[Spambayes] RE: Central Limit Theorem??!! :)
Gary Robinson
grobinson@transpose.com
Mon, 23 Sep 2002 10:06:47 -0400
Error:
> When training on the spam side, don't use f(w), use: ln (1-f(w)).
>
> When training on the ham side, don't use f(w), use: ln f(w).
is backwards. Do exactly the reverse:
When training on the spam side, don't use f(w), use: ln f(w).
When training on the ham side, don't use f(w), use: ln (1-f(w)).

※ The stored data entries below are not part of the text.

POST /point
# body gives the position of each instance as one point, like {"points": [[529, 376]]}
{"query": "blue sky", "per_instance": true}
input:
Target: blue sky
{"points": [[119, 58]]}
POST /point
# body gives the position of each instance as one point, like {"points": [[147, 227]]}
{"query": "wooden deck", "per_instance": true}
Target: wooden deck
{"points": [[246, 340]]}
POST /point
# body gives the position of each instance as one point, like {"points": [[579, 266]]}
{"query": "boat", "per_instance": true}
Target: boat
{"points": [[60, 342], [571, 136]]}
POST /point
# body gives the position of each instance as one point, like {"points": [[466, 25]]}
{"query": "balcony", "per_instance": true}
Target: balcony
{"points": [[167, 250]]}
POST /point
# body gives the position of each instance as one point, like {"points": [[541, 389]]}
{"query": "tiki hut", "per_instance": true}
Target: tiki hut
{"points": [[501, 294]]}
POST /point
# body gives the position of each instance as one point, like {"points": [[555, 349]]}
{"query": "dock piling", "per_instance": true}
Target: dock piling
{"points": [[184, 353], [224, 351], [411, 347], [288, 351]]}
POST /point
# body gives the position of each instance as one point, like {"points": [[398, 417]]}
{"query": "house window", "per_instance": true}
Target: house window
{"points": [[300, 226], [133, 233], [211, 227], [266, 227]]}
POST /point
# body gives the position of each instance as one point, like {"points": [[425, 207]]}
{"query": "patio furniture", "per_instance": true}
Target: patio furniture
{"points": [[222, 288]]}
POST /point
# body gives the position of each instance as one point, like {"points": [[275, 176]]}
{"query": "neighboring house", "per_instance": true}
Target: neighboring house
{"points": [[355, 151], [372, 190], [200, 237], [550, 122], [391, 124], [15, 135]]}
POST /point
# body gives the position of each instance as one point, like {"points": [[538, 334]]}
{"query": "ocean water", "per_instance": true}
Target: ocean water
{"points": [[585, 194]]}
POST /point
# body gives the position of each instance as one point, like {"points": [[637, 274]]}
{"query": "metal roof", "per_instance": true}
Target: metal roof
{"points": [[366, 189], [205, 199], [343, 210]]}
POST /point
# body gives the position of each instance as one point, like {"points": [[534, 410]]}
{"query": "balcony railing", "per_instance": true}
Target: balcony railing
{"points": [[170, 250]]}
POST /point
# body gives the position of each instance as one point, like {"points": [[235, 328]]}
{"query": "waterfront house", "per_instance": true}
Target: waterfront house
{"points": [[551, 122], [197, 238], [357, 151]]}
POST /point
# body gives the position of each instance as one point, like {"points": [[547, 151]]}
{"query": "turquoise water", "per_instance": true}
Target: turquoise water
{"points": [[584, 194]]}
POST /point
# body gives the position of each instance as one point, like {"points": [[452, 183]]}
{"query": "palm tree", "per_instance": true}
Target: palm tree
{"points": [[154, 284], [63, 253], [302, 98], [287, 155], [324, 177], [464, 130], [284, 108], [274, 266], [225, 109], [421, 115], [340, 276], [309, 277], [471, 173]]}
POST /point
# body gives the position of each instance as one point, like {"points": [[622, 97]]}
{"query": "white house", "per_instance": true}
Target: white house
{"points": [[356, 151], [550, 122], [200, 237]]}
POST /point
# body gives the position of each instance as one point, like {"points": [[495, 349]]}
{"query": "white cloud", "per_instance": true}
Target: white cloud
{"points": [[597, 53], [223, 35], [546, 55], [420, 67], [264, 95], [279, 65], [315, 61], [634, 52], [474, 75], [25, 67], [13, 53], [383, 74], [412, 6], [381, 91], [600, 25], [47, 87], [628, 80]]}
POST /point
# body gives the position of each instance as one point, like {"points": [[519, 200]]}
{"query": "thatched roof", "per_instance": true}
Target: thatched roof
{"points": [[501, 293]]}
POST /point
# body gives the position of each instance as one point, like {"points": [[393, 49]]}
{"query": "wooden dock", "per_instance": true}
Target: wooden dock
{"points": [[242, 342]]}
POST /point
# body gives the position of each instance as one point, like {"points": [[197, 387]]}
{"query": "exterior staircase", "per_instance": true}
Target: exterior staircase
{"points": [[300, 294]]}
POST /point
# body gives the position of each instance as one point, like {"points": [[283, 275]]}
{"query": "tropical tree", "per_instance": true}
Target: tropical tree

Also, those numbers will be negative. If you want positive numbers, use -(ln
f(w)) and -(ln (1-f(w))). The minus sign will make no difference whatsoever
to the results.
--Gary
--
Gary Robinson
CEO
Transpose, LLC
grobinson@transpose.com
207-942-3463
http://www.emergentmusic.com
http://radio.weblogs.com/0101454
> From: Gary Robinson <grobinson@transpose.com>
> Date: Mon, 23 Sep 2002 08:46:10 -0400
> To: Tim Peters <tim.one@comcast.net>, SpamBayes <spambayes@python.org>, Greg
> Louis <glouis@dynamicro.on.ca>
> Subject: Re: [Spambayes] RE: Central Limit Theorem??!! :)
>
> OK. That's fascinating.
>
> Remember that the multiplicative method in S, which calculates the geometric
> mean of the f(w)'s, stresses the MOST extreme values more than the less
> extreme ones. The more extreme the value is, the more it is stressed. Very
> extreme ones are stressed very highly, in an exponentially compounding way if
> there are several really extreme ones.
>
> That's why it's the basis for that 1971 optimality theorem that I kept trying
> to invoke more strongly, but which is still invoked to a degree in S.
>
> That's the reasoning behind S in the first place, and why it works so well,
> and it also happens in Graham's original approach (but only on one side), but
> we are completely losing it in R.
>
> In R, we are trading that very powerful multiplicative effect away in order to
> get the benefit of real parametric statistics. ALSO a very powerful technique
> but apparently slightly less powerful in this application -- at least when
> used alone.
>
> If there is a performance loss in R (and there are no remaining coding
> errors), I am confident that that's why.
>
> THERE IS A POTENTIAL FIX FOR THIS LOSSAGE, so that we can theoretically get
> the best of both totally different techniques.
>
> When training on the spam side, don't use f(w), use: ln (1-f(w)).
>
> When training on the ham side, don't use f(w), use: ln f(w).
>
> Same when testing. Don't add the f(w)'s increating the sample mean; add the
> expressions above, and divide by n. So the spam side uses ln (1-f(w)) both for
> training and calculating the sample means, and the ham side uses ln f(w) for
> both.
>
> As we've discussed, averaging the ln's is the same thing as a geometric mean
> if you then subsequently raise e to the power of that computed average. But we
> don't do that last step here. We just feed the arithmetic mean of the ln's
> into the z-score calcs.
>
> This *should* bring us the benefits of the multiplicative approach and of the
> parametric stats approach at the same time.
>
> The downside of this is that the ln's make such a skewed distribution that it
> should take a bigger n to make the central limit theorem kick in. BUT, OTOH,
> it WILL kick in, and something like 30 may really still be enough (it usually
> kicks in at significantly smaller numbers). And you've also successfully used
> n=150 with f(w) and that is DEFINITELY enough.
>
> The other downside is that it just seems like a bit of a wild thing to do and
> sometimes when you do wild things, strange reasons emerge why they won't work.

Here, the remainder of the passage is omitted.